A strong Phase 2 trial should show more than a clinical signal. It should show brain penetration, target engagement, biomarker change, and clinical benefit.
Without better biomarkers, Alzheimer’s neuroinflammation trials risk enrolling vaguely defined populations and producing results that are hard to interpret.
We will likely need multiple blood-based biomarkers to detect protective or harmful inflammation markers, and senescent markers may offer clues into the latter.
Key References
Jaeger J, Staats KA, Barnum S, et al. XPro1595 in early Alzheimer’s disease with inflammation: results from the phase 2 MINDFuL trial. npj Dementia. 2026.

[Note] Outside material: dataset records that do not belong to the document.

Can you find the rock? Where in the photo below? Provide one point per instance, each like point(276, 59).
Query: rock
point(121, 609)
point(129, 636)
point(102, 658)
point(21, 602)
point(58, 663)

Heneka MT, Carson MJ, El Khoury J, et al. Neuroinflammation in Alzheimer’s disease. Lancet Neurology. 2015.
Hansen DV, Hanson JE, Sheng M. Microglia in Alzheimer’s disease. Journal of Cell Biology. 2018.
Keren-Shaul H, Spinrad A, Weiner A, et al. A unique microglia type associated with restricting development of Alzheimer’s disease. Cell. 2017.
Bellenguez C, Küçükali F, Jansen IE, et al. New insights into the genetic etiology of Alzheimer’s disease and related dementias. Nature Genetics. 2022.
Vitek MP, Brown CM, Colton CA. APOE genotype-specific differences in the innate immune response. Neurobiology of Aging. 2009.
Ising C, Venegas C, Zhang S, et al. NLRP3 inflammasome activation drives tau pathology. Nature. 2019.
Reviews on TSPO PET, GFAP, and brain lipid metabolism imaging may be useful additions for readers who want a deeper dive into neuroinflammation biomarkers.